Over five decades, Angela has conducted research within the field of river science. Her main interests are in the natural functioning of river systems and the ways in these systems respond to human interventions and pressures. At an early stage, she investigated the important but often overlooked role of vegetation in river system functioning, emphasising vegetation as a third crucial control on river channel dynamics in addition to the river’s flow and sediment transport regimes. This fundamental work led to applied research on the impacts of human actions on the character and condition of rivers. This applied research has included consideration of river flow regulation, sediment delivery to rivers resulting from land use change, vegetation management, invasions by non-native plant species, and the dynamics of all of these in the context of climate change. Recently, she has devoted considerable time to the promotion of Citizen Science, developing methodologies through which volunteers can contribute to understanding the physical condition of river systems. She also devised a method for professionals to assess river condition within the UK’s Department for Environment, Food and Rural Affairs’ methodology for assessing Biodiversity Net Gain.
Throughout her career, Angela has led and contributed to numerous international and national projects in river science funded by both UK and European Union funding sources. She has also served on committees awarding research funding (e.g. chair of the UK Natural Environment Research Council’s Freshwater Sciences Peer Review Committee); providing guidance on the management of rivers (e.g. member of the writing group: European Guidance Standard for Assessing the Hydromorphological Features of Rivers) and supporting NGOs in their work on river conservation and restoration (e.g. member of the Board of Trustees of The Rivers Trust).

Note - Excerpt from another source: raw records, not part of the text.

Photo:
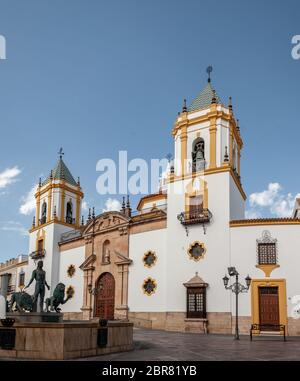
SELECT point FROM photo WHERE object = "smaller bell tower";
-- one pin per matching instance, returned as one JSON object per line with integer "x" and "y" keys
{"x": 58, "y": 210}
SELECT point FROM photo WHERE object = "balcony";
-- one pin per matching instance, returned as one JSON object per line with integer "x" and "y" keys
{"x": 11, "y": 289}
{"x": 38, "y": 254}
{"x": 195, "y": 216}
{"x": 70, "y": 220}
{"x": 43, "y": 220}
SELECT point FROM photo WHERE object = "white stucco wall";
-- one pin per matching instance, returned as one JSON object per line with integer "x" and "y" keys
{"x": 73, "y": 257}
{"x": 244, "y": 257}
{"x": 180, "y": 268}
{"x": 139, "y": 244}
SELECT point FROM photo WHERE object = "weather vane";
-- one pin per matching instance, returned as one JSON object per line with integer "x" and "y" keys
{"x": 209, "y": 70}
{"x": 61, "y": 152}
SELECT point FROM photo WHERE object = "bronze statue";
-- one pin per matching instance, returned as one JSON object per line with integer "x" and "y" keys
{"x": 58, "y": 298}
{"x": 39, "y": 275}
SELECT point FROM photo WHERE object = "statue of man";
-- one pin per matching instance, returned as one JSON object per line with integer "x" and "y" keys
{"x": 39, "y": 275}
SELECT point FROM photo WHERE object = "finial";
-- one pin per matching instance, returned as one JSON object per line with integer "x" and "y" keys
{"x": 214, "y": 98}
{"x": 226, "y": 157}
{"x": 184, "y": 108}
{"x": 208, "y": 71}
{"x": 61, "y": 152}
{"x": 230, "y": 104}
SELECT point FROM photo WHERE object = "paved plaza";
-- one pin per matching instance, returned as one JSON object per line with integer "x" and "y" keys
{"x": 153, "y": 345}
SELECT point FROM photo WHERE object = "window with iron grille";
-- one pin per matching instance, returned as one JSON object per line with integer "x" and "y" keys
{"x": 196, "y": 302}
{"x": 266, "y": 253}
{"x": 21, "y": 279}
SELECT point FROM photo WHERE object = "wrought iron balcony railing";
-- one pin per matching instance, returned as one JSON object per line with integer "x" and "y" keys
{"x": 43, "y": 220}
{"x": 70, "y": 220}
{"x": 38, "y": 254}
{"x": 11, "y": 289}
{"x": 195, "y": 216}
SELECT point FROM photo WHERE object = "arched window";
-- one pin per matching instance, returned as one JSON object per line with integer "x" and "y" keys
{"x": 198, "y": 155}
{"x": 106, "y": 252}
{"x": 44, "y": 213}
{"x": 69, "y": 213}
{"x": 22, "y": 278}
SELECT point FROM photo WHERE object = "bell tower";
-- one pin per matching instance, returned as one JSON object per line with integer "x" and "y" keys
{"x": 207, "y": 144}
{"x": 204, "y": 193}
{"x": 58, "y": 210}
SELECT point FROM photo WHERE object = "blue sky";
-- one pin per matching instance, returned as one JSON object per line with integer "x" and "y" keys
{"x": 97, "y": 77}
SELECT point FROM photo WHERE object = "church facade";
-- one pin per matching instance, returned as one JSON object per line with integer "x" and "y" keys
{"x": 163, "y": 266}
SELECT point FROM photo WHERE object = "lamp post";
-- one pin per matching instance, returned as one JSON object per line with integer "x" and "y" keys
{"x": 236, "y": 288}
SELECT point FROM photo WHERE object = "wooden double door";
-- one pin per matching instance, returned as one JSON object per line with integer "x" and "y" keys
{"x": 105, "y": 297}
{"x": 269, "y": 306}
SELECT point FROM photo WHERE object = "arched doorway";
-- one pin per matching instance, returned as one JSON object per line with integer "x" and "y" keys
{"x": 105, "y": 297}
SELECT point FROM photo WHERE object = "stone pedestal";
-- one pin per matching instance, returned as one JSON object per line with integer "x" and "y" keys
{"x": 67, "y": 340}
{"x": 36, "y": 317}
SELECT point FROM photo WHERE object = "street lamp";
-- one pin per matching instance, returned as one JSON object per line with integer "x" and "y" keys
{"x": 236, "y": 288}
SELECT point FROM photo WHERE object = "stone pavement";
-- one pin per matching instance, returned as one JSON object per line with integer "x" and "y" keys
{"x": 152, "y": 345}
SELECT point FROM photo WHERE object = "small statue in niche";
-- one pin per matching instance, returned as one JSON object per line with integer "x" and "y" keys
{"x": 198, "y": 156}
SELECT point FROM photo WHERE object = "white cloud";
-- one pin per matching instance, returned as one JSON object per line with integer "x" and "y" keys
{"x": 252, "y": 214}
{"x": 9, "y": 176}
{"x": 14, "y": 226}
{"x": 271, "y": 201}
{"x": 266, "y": 197}
{"x": 28, "y": 205}
{"x": 112, "y": 204}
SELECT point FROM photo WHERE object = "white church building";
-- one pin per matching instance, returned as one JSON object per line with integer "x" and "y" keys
{"x": 163, "y": 266}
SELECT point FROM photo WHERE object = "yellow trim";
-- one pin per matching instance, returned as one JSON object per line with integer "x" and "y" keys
{"x": 60, "y": 185}
{"x": 239, "y": 161}
{"x": 241, "y": 223}
{"x": 62, "y": 205}
{"x": 211, "y": 112}
{"x": 78, "y": 210}
{"x": 49, "y": 202}
{"x": 41, "y": 236}
{"x": 192, "y": 192}
{"x": 224, "y": 168}
{"x": 50, "y": 222}
{"x": 213, "y": 143}
{"x": 190, "y": 249}
{"x": 38, "y": 207}
{"x": 267, "y": 269}
{"x": 183, "y": 139}
{"x": 281, "y": 284}
{"x": 149, "y": 198}
{"x": 238, "y": 184}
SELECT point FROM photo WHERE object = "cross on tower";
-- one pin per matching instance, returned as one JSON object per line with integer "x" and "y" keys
{"x": 209, "y": 70}
{"x": 61, "y": 152}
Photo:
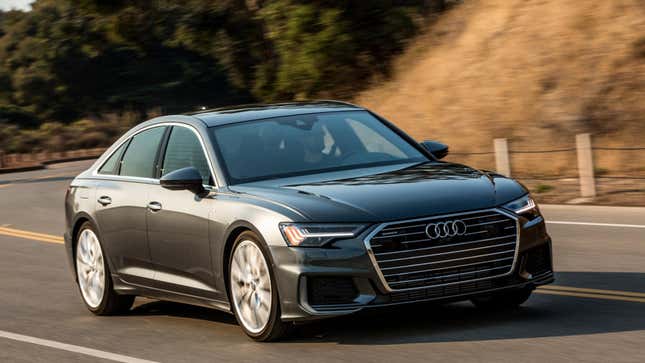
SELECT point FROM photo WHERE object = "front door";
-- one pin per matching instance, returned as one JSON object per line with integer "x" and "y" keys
{"x": 128, "y": 177}
{"x": 178, "y": 222}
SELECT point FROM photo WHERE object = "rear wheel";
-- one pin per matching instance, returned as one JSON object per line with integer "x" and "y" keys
{"x": 504, "y": 299}
{"x": 253, "y": 293}
{"x": 93, "y": 275}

In recognition of her fundamental and applied research contributions, she was awarded the Royal Geographical Society’s Victoria medal in 2002; the British Society for Geomorphology’s Linton medal in 2012; and the European Geosciences Union’s Alfred Wegener medal in 2021.

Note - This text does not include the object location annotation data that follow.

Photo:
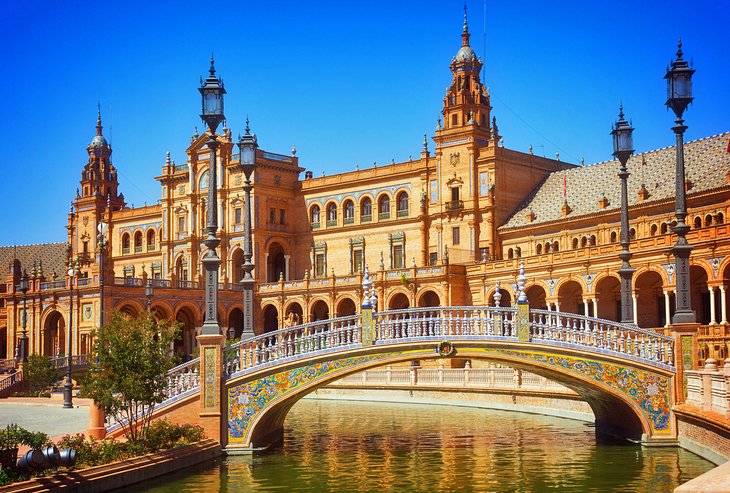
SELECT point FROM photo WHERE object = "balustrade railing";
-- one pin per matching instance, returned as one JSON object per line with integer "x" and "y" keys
{"x": 604, "y": 335}
{"x": 183, "y": 378}
{"x": 291, "y": 342}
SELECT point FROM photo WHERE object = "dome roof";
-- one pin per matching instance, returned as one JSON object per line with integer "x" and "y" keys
{"x": 465, "y": 54}
{"x": 99, "y": 141}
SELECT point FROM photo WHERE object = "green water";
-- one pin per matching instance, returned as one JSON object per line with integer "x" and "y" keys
{"x": 335, "y": 446}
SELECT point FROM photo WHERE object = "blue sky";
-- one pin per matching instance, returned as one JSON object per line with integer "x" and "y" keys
{"x": 346, "y": 82}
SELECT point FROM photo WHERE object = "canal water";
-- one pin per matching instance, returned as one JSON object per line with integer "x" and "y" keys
{"x": 336, "y": 446}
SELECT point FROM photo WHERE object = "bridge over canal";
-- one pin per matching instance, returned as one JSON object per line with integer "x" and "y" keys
{"x": 241, "y": 393}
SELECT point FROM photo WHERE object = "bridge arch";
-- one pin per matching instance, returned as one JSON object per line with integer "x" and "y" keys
{"x": 319, "y": 309}
{"x": 399, "y": 299}
{"x": 429, "y": 298}
{"x": 627, "y": 400}
{"x": 608, "y": 298}
{"x": 346, "y": 306}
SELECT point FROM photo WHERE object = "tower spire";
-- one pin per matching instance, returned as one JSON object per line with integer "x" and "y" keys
{"x": 98, "y": 119}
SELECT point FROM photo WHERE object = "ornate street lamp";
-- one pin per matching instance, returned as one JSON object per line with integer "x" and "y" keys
{"x": 212, "y": 92}
{"x": 68, "y": 386}
{"x": 247, "y": 146}
{"x": 623, "y": 148}
{"x": 23, "y": 355}
{"x": 102, "y": 228}
{"x": 149, "y": 292}
{"x": 679, "y": 96}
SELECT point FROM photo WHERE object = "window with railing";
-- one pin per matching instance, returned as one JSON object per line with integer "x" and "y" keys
{"x": 125, "y": 243}
{"x": 402, "y": 205}
{"x": 331, "y": 215}
{"x": 384, "y": 207}
{"x": 349, "y": 211}
{"x": 314, "y": 217}
{"x": 366, "y": 210}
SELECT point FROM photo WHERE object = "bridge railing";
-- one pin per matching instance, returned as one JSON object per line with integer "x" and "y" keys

Dr. Nitin Pandit is the CEO of the Ashoka Trust for Research in Ecology and Environment (ATREE) in Bangalore, India. Previously he was the Director of Priority Initiatives at the World Resources Institute (WRI) in Washington, DC, USA, focusing on restoration and energy efficiency, after serving as the CEO of WRI India and led WRI’s work in India.
Before WRI, Nitin was President of the International Institute for Energy Conservation (IIEC), with offices and programs in a dozen countries, for implementing novel sustainable energy approaches for developing countries. In the 90s, Nitin formed a boutique high-tech consultancy specializing in artificial intelligence (AI) applications in environmental and renewable energy systems. In the 80s, Nitin worked with reputed consulting firms.
Nitin has a bachelor's and a couple of masters’ degrees in engineering, and a doctorate in public policy.